The Seattle City Council on Monday approved the university's plan on how it intends to accommodate an influx of students in the next decade. The proposal had been years in the making, but city officials and activists still had some demands for more mitigation—keeping in mind that with more students (and faculty), more need follows.
The final plan included more affordable housing, for one, and longterm goals as they anticipate challenges with keeping that population local. Here are just a few of the ways UW will look a little different.
1. The campus will expand by another 6 million square feet in the next 10 years.
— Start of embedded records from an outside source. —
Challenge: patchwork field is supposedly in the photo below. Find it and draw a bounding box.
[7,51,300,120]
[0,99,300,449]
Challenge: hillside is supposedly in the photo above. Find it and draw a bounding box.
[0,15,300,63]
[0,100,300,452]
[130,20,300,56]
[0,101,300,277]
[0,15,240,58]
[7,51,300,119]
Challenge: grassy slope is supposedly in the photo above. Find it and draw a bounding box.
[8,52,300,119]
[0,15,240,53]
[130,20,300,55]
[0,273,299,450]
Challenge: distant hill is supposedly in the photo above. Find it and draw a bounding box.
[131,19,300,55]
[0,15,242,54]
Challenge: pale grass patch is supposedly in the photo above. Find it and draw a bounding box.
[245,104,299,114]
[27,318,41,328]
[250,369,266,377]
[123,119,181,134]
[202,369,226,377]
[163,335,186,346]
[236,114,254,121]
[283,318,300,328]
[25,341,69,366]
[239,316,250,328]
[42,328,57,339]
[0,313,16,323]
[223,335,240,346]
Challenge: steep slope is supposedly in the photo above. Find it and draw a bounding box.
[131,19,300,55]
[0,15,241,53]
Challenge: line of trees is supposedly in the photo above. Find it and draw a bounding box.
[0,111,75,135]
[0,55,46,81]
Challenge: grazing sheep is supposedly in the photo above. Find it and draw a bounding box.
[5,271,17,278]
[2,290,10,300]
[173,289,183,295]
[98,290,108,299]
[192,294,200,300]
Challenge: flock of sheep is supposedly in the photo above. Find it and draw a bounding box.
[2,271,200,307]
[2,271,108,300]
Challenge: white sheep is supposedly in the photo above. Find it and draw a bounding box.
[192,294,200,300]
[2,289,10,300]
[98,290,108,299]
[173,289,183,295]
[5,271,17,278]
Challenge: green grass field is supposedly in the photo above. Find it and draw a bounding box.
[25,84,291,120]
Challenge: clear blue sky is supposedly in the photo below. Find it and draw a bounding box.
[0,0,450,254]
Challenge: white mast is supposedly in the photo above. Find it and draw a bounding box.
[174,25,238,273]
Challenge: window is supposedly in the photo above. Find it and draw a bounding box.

Half of that new space will be dedicated to developing a so-called urban "innovation district" in the western part of campus.
2. UW's total population is expected to grow by nearly 8,000 (from 72,523 this year to 80,479 in 2028)—that's around 5,200 new students, and 2,800 new faculty and staff.
While the university originally proposed the goal of just 15 percent of that population to be driving alone by then, city officials pushed the UW to reduce that goal to 12 percent.
3. After pressure from city officials and advocates for the plan to include affordable housing—anticipating that the added workers won't necessarily be able to afford living in the University District—the university promised to build 450 units of affordable housing. That's 150 units affordable to employees making less than 60 percent of the average median income, and another 300 units for those making less than 80 percent.
But the condition is voluntary, not required by the city. When council member Lisa Herbold asked about a situation in which the UW ultimately didn't fulfill that commitment, central staff analyst Lish Whitson said making it a "requirement" would be considered a major change to the plan and have to return to council for approval.
4. In some areas, the UW can now construct buildings at heights of up to 240 feet, including a new university building at the north end of the University Bridge.
5. The U-District already has an overburdened transit system because there's more demand from students than there are buses and light rail options.
What had been a point of contention from the university earlier about fronting the price of improved bus infrastructure had been resolved: Part of the master plan now includes that UW will pay a share of the capital costs for RapidRide expansion in the U-District.